Toute l’équipe de Neutronix était mortifiée.
Pas tant parce qu’ils venaient de se faire traiter de teubés que par ce que leur erreur allait impliquer. Je vis le chef de projet calculer de tête les surcoûts et les délais. Il s’assit sur sa dignité ; ils avaient fait une erreur de débutant, pas besoin d’épiloguer. Mais je sentais bien qu’en interne il y en avait quelques-uns qui allaient trinquer.
Je rappelai Paris pendant qu’ils commençaient à sortir la poussière du dessous de leur tapis. Le chef de projet de DTC commença à m’engueuler. Je restai calme, car je ne me sentais pas concerné. Je perçus néanmoins à son manque d’étonnement qu’il était déjà au courant avant même que je ne mette mon nez dedans. Les planètes commençaient à s’aligner : on m’avait envoyé à Prague en sachant très bien que c’était le merdier, et ça allait être à moi de tout rattraper. J’eus un flash de lucidité : le responsable criticité officiel savait qu’il y avait un problème mais avait refusé d’y aller, donc on était venu me chercher. J’étais le remplaçant, celui qu’on envoie se faire griller car on a la flemme de bouger son gros cul de son petit bureau douillet.

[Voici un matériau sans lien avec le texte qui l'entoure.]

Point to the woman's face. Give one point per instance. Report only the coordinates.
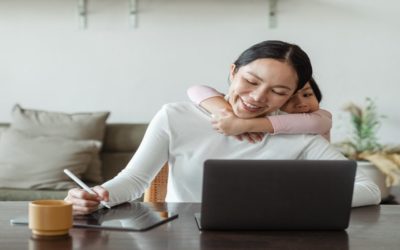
(304, 101)
(261, 87)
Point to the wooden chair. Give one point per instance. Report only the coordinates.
(158, 188)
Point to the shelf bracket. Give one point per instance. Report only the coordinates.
(82, 13)
(133, 13)
(273, 13)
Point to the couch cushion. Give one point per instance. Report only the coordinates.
(78, 126)
(13, 194)
(37, 162)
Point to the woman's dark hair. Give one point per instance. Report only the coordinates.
(315, 88)
(281, 51)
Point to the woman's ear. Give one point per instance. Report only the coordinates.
(232, 72)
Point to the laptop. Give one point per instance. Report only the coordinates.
(276, 194)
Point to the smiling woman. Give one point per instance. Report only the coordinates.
(263, 79)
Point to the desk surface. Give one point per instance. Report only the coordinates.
(374, 227)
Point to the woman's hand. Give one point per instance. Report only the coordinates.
(83, 202)
(227, 123)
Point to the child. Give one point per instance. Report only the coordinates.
(304, 115)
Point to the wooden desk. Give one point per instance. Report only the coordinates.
(375, 227)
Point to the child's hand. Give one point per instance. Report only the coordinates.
(252, 137)
(227, 123)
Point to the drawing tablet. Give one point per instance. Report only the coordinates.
(133, 216)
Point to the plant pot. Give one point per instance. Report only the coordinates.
(375, 175)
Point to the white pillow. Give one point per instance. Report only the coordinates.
(37, 162)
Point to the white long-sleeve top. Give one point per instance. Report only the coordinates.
(181, 134)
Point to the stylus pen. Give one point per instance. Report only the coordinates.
(83, 185)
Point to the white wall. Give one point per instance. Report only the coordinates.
(47, 62)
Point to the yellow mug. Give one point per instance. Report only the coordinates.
(50, 217)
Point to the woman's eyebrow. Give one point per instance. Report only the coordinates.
(260, 79)
(254, 75)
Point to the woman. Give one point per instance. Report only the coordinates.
(262, 79)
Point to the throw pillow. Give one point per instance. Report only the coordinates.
(37, 162)
(78, 126)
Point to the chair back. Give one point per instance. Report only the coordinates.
(158, 188)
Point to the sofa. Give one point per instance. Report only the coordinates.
(120, 143)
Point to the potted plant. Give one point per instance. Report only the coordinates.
(380, 163)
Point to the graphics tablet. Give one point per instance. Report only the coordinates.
(133, 216)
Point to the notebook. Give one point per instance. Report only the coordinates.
(276, 194)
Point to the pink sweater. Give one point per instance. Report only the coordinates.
(318, 122)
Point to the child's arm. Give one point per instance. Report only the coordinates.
(318, 122)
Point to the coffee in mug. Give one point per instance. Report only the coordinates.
(50, 217)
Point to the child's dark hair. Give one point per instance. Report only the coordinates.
(315, 88)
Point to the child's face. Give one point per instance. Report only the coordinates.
(304, 101)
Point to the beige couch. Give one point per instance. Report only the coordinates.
(120, 143)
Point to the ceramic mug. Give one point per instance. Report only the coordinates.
(50, 217)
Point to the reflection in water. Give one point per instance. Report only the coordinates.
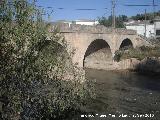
(124, 93)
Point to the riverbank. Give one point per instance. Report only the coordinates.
(148, 65)
(120, 92)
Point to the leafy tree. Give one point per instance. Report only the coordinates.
(33, 65)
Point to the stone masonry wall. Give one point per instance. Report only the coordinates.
(64, 28)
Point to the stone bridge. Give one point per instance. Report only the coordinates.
(85, 40)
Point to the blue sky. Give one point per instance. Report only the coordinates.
(69, 12)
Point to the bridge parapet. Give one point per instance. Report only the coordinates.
(98, 29)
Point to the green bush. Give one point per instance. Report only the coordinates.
(32, 67)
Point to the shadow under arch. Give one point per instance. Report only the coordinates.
(126, 43)
(98, 45)
(55, 54)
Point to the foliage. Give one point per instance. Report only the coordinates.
(108, 21)
(32, 67)
(139, 53)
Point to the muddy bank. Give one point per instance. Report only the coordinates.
(147, 65)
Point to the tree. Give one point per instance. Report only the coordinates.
(32, 67)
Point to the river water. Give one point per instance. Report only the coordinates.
(123, 96)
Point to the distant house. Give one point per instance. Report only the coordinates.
(86, 22)
(65, 21)
(139, 26)
(80, 22)
(157, 26)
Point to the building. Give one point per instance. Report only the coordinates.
(86, 22)
(157, 26)
(80, 22)
(139, 26)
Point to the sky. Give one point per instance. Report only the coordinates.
(69, 11)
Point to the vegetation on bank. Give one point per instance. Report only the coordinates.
(32, 67)
(140, 53)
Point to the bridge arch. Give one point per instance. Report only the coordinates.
(126, 43)
(96, 52)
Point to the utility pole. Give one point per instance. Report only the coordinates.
(113, 14)
(145, 23)
(153, 9)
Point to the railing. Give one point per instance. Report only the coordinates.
(66, 28)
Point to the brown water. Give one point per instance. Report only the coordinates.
(123, 96)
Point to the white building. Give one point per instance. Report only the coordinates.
(86, 22)
(139, 26)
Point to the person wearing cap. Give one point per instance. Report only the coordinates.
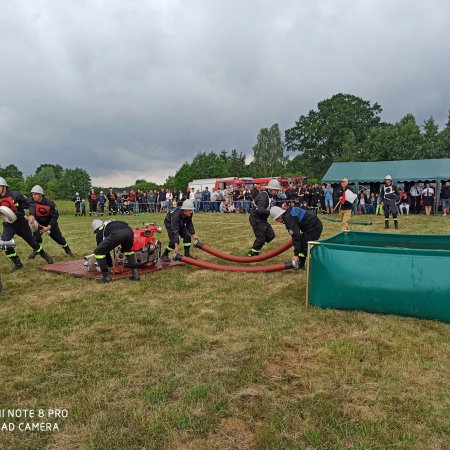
(17, 203)
(303, 226)
(345, 206)
(77, 202)
(390, 196)
(93, 202)
(109, 235)
(101, 203)
(178, 223)
(44, 213)
(259, 214)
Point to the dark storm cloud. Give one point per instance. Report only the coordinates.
(132, 89)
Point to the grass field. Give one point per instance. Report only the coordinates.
(194, 359)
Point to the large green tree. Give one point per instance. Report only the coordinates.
(268, 153)
(321, 134)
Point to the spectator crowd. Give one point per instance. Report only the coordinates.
(414, 198)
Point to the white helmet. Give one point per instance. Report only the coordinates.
(276, 212)
(274, 184)
(96, 224)
(188, 204)
(37, 190)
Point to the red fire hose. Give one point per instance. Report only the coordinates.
(243, 259)
(210, 266)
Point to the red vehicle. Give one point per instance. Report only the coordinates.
(286, 182)
(233, 182)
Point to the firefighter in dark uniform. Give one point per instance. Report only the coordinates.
(77, 202)
(302, 225)
(178, 223)
(45, 213)
(390, 196)
(17, 202)
(93, 201)
(109, 235)
(259, 214)
(112, 200)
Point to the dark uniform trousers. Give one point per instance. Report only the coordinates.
(263, 232)
(22, 229)
(55, 234)
(123, 237)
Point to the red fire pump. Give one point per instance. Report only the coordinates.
(146, 248)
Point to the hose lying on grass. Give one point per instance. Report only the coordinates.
(210, 266)
(355, 222)
(243, 259)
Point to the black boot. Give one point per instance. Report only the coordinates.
(33, 254)
(106, 278)
(165, 256)
(46, 256)
(135, 275)
(68, 251)
(16, 263)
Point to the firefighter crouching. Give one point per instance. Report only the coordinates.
(302, 225)
(44, 213)
(17, 202)
(259, 214)
(178, 223)
(109, 235)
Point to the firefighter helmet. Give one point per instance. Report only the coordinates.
(276, 212)
(274, 184)
(96, 224)
(188, 204)
(37, 190)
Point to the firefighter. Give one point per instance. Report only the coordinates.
(93, 201)
(109, 235)
(77, 202)
(178, 223)
(17, 202)
(390, 196)
(45, 213)
(259, 214)
(112, 200)
(302, 225)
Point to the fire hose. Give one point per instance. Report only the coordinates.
(210, 266)
(243, 259)
(354, 222)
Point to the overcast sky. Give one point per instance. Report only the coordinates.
(131, 89)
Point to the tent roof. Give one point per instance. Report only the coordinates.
(417, 170)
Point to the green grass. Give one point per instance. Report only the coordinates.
(189, 358)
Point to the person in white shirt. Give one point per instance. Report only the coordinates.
(414, 194)
(428, 198)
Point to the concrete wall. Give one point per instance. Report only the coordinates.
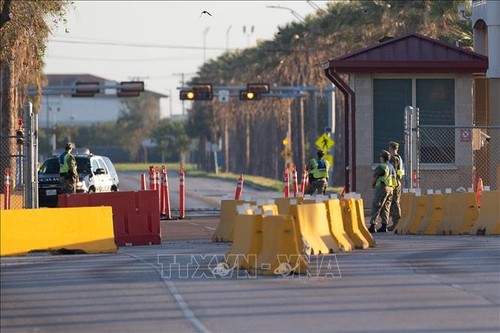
(78, 111)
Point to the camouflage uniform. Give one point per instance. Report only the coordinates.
(69, 179)
(395, 211)
(383, 198)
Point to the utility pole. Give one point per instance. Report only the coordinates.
(205, 32)
(248, 34)
(227, 37)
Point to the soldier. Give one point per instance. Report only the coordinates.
(397, 163)
(67, 170)
(384, 180)
(318, 174)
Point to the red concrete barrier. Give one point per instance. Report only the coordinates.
(136, 215)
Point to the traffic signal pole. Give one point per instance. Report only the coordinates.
(30, 158)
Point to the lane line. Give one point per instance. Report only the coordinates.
(179, 300)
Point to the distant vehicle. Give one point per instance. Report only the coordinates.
(96, 174)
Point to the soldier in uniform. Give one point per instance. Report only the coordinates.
(384, 180)
(397, 163)
(67, 170)
(318, 169)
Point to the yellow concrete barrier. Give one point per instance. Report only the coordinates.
(247, 241)
(408, 208)
(488, 222)
(337, 226)
(87, 229)
(269, 209)
(314, 228)
(16, 201)
(460, 213)
(281, 252)
(351, 226)
(285, 203)
(360, 217)
(433, 215)
(228, 213)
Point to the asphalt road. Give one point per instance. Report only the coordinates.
(201, 193)
(405, 284)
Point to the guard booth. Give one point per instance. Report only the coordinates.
(384, 85)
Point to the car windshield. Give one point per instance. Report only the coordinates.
(83, 165)
(51, 166)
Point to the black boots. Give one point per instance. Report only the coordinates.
(383, 228)
(372, 229)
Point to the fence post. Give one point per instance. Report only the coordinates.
(182, 195)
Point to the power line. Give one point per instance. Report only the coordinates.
(120, 60)
(126, 44)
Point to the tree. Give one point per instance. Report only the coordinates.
(252, 132)
(24, 28)
(172, 140)
(138, 117)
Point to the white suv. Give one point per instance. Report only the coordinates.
(96, 174)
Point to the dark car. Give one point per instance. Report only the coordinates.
(95, 175)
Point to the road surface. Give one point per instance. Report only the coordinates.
(405, 284)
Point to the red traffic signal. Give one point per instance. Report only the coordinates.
(186, 95)
(249, 95)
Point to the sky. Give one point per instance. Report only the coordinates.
(157, 41)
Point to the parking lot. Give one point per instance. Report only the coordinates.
(405, 284)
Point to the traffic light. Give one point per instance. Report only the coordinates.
(254, 91)
(20, 136)
(198, 92)
(249, 95)
(86, 89)
(261, 88)
(130, 89)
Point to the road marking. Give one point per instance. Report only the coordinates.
(181, 303)
(204, 226)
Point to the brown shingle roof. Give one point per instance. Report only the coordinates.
(411, 53)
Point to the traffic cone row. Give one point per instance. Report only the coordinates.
(6, 189)
(158, 181)
(286, 184)
(305, 180)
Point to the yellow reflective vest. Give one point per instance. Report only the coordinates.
(318, 168)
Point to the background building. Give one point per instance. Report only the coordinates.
(67, 110)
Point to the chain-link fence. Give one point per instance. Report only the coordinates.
(12, 175)
(457, 157)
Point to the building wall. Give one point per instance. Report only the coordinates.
(486, 24)
(77, 111)
(362, 84)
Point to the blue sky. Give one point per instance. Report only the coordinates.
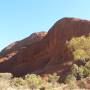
(19, 18)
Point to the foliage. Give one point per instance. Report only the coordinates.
(70, 78)
(53, 78)
(80, 47)
(33, 80)
(17, 82)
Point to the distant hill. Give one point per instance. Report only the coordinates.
(44, 53)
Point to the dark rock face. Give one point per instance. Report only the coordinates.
(48, 54)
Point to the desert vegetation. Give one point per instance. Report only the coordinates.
(77, 78)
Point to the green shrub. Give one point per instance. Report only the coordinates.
(17, 82)
(33, 81)
(53, 77)
(70, 78)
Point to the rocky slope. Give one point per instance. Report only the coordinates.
(48, 54)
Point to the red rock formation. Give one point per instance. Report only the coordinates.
(50, 54)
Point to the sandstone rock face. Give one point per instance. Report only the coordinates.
(49, 54)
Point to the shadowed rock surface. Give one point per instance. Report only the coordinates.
(48, 54)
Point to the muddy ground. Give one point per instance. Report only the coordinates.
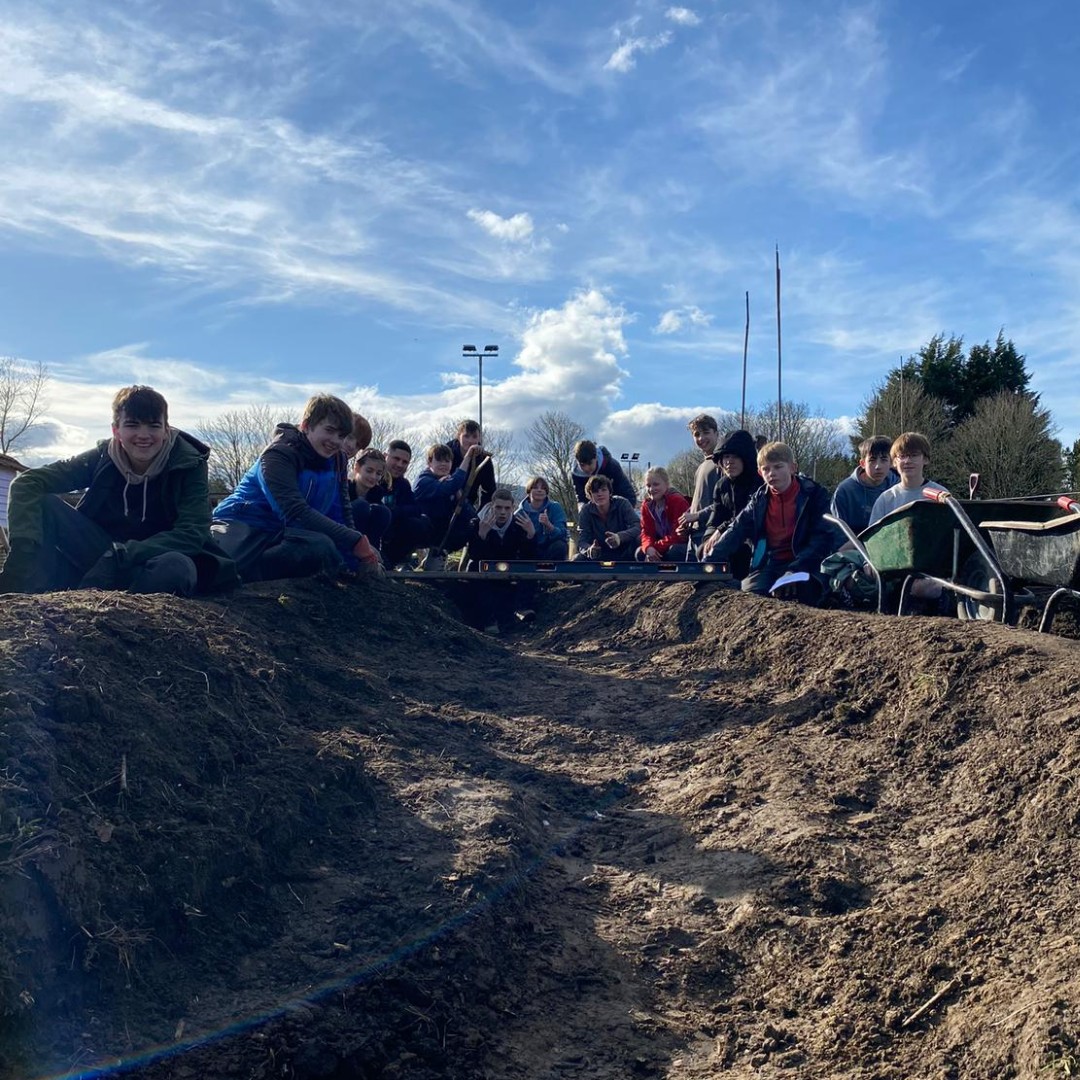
(328, 832)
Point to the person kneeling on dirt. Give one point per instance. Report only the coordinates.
(910, 455)
(593, 460)
(409, 528)
(608, 527)
(662, 510)
(365, 495)
(737, 458)
(549, 520)
(143, 523)
(499, 535)
(785, 523)
(440, 493)
(289, 515)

J’étais donc parti pour un bon mois en sous-marin chez Neutronix. La première chose que je fis après l’officialisation de mon enterrement à Prague par Paris fut de demander un changement d’hôtel, prétextant un simple ajustement géographique. J’avais surtout choisi en fonction des extras : piscine et spa. C’était déjà ça.
Je m’enfermai ensuite pour rédiger le premier compte-rendu de ma nouvelle mission. En relisant la conclusion, un petit détail accapara mon attention : Word soulignait un mot en rouge. Allons bon. Je fis un clic-droit et j’acceptai sa proposition de correction. Word re-souligna le mot. Je fis un nouveau clic-droit et constatai que Word me proposait de revenir au mot d’origine. « Si tu veux, mon garçon », pensai-je. Le mot fut de nouveau souligné en rouge. Un tantinet énervé par cette redondance circulaire infinie, je fis un nouveau clic-droit, ajouta le mot au dictionnaire, mit tout ça dans un mail et cliquai sur « Envoi ».